The audience responded with laughter, cheers and applause, leaving Museveni – who has been president of Uganda since 1986 – looking quite pleased with himself.
The reality is that homosexuality is not a “private matter” in Uganda, where the state has the right to prosecute people for their private consensual behaviour. Under colonial-era legislation, gay sex remains illegal, allowing the courts to imprison anyone found guilty of homosexuality for life. LGBTI events are also regularly banned and raided by the authorities and activists are arrested and beaten.
In May, the UN Assistant Secretary-General for Human Rights, Andrew Gilmour, dismissed the still prevalent belief that the West is imposing homosexuality onto other countries. “That narrative is out there, but my line is that we’re not trying to impose a gay agenda. What we do oppose is discrimination,” he said.
In 2014, Museveni infamously signed the Anti-Homosexuality Act into law, which further penalised expressions of homosexuality in Uganda. The law was ultimately declared invalid by the Constitutional Court on procedural grounds.
Edwin Sesange, Director of the African Equality Foundation, told Mambaonline it was shameful that Museveni had been awarded a ‘peace prize’.

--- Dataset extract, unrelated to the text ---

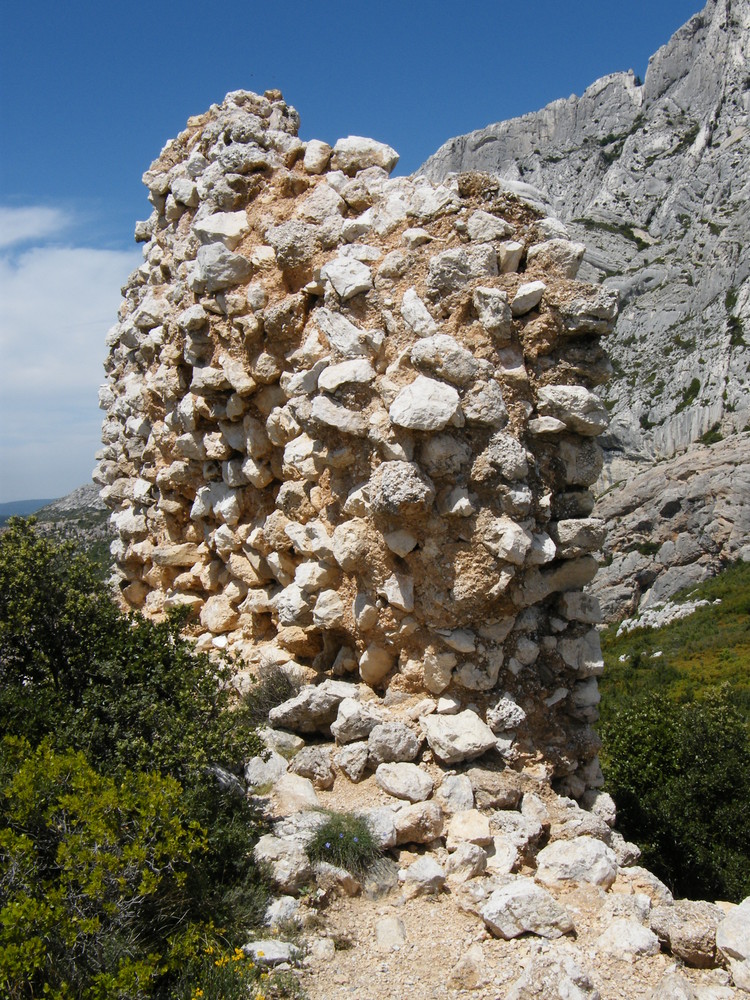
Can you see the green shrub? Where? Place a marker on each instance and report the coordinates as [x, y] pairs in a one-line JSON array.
[[131, 693], [77, 675], [680, 775], [344, 840], [94, 876]]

“This was a slap in the face of the Ugandan LGBTI community, to award a person who does not believe we need peace like any other groups of people in the country,” Sesange said.
“I do not know the criterion used by the Global Peace Foundation to award people, but I guess peace, justice, non-discrimination and fair treatment of LGBTI people is either on the bottom of the list or it doesn’t exist on their list at all,” he added.
The Global Peace Foundation says on its website that it “is an international non-sectarian, non-partisan, nonprofit organization, which promotes an innovative, values-based approach to peace building, guided by the vision of One Family under God.”
It also states that its principles include that “all people have intrinsic value, dignity, and fundamental rights,” something that Museveni does not agree applies to LGBTI people.